Il évita de justesse un camion prenant la priorité et engagea sa voiture sur la 16ème avenue.
Là-bas, tout au fond de l’avenue, leur villa.
La villa où résidait la famille Green.
La Ford tangua dangereusement en passant une berne de ralentissement, Nick tira sur le frein à main, débraya et fit déraper la voiture jusque sur l’allée de gravillons rouges qui s'éparpillèrent dans un nuage opaque, la voiture stoppa net devant la villa.
- Papa est déjà là ! s’époumona Joey en apercevant son père arriver en trombe. L’enfant se mit à courir à sa rencontre.
- Déjà ? Samantha, occupée dans la cuisine, se pencha à la fenêtre pour vérifier.

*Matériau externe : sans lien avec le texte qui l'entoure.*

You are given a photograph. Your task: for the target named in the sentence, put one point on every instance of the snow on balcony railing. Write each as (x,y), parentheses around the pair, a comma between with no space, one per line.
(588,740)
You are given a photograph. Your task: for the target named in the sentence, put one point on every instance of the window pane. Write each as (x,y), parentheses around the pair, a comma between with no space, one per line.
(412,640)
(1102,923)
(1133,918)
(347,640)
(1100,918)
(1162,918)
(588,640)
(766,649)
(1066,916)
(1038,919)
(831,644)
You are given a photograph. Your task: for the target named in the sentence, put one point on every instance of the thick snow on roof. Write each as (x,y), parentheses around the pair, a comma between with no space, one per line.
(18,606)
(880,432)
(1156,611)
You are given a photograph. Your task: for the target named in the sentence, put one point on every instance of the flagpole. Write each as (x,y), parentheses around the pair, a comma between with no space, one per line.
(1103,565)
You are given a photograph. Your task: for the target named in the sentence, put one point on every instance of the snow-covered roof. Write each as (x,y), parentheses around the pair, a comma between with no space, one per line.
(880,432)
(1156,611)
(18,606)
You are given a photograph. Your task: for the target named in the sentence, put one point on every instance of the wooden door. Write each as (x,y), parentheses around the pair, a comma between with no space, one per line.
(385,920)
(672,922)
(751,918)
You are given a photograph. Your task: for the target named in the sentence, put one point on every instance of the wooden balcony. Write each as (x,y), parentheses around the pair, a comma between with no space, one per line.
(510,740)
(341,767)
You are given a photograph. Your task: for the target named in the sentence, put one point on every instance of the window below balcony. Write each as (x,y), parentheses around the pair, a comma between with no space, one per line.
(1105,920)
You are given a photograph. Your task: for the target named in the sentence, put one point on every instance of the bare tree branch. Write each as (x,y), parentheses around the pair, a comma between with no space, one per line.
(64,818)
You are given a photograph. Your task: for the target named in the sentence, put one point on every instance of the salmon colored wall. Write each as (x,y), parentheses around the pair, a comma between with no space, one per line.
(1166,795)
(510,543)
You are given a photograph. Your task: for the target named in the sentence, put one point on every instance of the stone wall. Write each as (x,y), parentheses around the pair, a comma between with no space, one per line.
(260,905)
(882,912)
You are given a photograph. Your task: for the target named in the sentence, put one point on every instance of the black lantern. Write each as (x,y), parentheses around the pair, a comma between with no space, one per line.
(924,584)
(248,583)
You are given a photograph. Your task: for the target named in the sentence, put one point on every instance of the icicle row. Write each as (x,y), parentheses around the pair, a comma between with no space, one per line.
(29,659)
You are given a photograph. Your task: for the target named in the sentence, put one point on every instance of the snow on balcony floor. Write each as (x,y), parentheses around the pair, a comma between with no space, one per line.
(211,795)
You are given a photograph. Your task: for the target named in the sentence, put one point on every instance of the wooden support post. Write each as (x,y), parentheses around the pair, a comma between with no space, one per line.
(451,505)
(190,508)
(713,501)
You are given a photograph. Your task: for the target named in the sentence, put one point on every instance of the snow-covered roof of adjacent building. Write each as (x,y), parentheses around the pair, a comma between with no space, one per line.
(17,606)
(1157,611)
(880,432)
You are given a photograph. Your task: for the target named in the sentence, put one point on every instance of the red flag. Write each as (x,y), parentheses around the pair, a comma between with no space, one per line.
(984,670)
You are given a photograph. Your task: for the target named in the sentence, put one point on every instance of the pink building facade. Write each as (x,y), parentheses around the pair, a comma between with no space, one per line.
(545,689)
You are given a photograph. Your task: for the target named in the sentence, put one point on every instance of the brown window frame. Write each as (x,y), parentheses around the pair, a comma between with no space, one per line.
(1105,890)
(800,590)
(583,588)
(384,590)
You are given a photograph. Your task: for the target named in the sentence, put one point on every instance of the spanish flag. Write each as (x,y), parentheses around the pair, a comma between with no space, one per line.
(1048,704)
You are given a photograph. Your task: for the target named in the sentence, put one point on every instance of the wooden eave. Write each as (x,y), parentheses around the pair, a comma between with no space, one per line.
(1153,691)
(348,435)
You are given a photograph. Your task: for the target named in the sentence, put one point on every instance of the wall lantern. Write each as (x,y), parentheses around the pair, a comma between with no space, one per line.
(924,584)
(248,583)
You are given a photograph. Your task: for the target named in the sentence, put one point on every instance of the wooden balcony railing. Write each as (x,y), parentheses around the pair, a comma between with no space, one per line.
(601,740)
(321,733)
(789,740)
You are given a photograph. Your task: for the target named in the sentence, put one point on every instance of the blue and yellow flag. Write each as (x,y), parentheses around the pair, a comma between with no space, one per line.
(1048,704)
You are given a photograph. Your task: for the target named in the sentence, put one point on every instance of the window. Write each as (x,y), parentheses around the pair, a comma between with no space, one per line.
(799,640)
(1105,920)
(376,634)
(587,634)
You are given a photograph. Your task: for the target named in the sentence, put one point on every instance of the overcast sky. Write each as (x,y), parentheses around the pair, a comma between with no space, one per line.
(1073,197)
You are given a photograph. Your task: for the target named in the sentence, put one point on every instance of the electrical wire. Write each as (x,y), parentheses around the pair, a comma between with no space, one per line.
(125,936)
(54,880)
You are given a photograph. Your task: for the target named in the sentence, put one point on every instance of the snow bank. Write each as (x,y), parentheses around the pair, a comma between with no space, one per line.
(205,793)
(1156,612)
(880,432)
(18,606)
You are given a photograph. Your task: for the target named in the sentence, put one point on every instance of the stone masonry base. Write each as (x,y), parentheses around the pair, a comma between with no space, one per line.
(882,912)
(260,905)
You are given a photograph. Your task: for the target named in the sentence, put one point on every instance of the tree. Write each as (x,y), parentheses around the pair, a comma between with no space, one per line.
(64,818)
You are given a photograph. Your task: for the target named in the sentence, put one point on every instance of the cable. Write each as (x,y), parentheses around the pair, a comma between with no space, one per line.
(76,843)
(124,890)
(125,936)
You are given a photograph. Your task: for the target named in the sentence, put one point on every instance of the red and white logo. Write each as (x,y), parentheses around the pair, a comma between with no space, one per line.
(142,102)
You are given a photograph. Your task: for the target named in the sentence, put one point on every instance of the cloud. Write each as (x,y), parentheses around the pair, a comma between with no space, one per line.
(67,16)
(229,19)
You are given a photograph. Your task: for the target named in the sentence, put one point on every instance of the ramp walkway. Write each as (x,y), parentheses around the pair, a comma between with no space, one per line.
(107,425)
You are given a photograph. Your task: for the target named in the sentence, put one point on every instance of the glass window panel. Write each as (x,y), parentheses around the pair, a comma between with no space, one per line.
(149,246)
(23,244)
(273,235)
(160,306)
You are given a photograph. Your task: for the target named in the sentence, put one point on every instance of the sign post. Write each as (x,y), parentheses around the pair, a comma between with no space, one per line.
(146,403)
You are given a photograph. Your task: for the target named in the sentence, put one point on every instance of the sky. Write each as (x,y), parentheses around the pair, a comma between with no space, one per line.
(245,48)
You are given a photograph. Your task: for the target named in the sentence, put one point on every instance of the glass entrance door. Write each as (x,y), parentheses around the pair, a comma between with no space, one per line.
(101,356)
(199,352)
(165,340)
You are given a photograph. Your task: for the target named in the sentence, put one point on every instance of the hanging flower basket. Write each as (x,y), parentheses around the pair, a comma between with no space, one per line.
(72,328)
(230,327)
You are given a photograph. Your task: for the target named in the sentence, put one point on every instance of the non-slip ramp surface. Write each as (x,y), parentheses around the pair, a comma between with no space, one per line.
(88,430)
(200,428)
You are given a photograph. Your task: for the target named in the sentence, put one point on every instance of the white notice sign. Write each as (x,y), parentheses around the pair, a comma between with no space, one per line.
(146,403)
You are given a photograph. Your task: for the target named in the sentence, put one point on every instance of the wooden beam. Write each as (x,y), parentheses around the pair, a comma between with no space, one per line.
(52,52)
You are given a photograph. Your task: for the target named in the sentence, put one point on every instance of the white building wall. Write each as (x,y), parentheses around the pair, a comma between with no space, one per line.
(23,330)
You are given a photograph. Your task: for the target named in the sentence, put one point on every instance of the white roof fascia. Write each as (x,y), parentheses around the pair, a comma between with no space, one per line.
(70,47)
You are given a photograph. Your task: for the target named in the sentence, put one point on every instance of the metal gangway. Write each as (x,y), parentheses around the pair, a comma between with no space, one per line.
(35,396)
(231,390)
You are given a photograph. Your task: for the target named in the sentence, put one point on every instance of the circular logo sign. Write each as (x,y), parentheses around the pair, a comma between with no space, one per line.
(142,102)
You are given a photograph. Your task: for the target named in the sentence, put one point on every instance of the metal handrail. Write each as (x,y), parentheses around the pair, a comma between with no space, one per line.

Dans son parc, la petite Sheyla bredouillait en mâchonnant un petit sujet de caoutchouc.
- Nick ? Sam avait fait un pas en direction de la porte restée ouverte, mais elle n’eut pas le temps de poursuivre, déjà Nick était entré en furie et sans qu’elle comprenne quoique ce soit, il l’avait bousculée violemment.
N'y comprenant rien, elle l’avait suivit du regard tandis qu’il avait gravi les marches de l’escalier menant à leur chambre à coucher.
Jamais elle ne l’avait vu dans un état pareil. Apeuré, Joey s’était blotti tout contre elle, elle l’entraîna jusqu’au bas de l’escalier et appela Nick.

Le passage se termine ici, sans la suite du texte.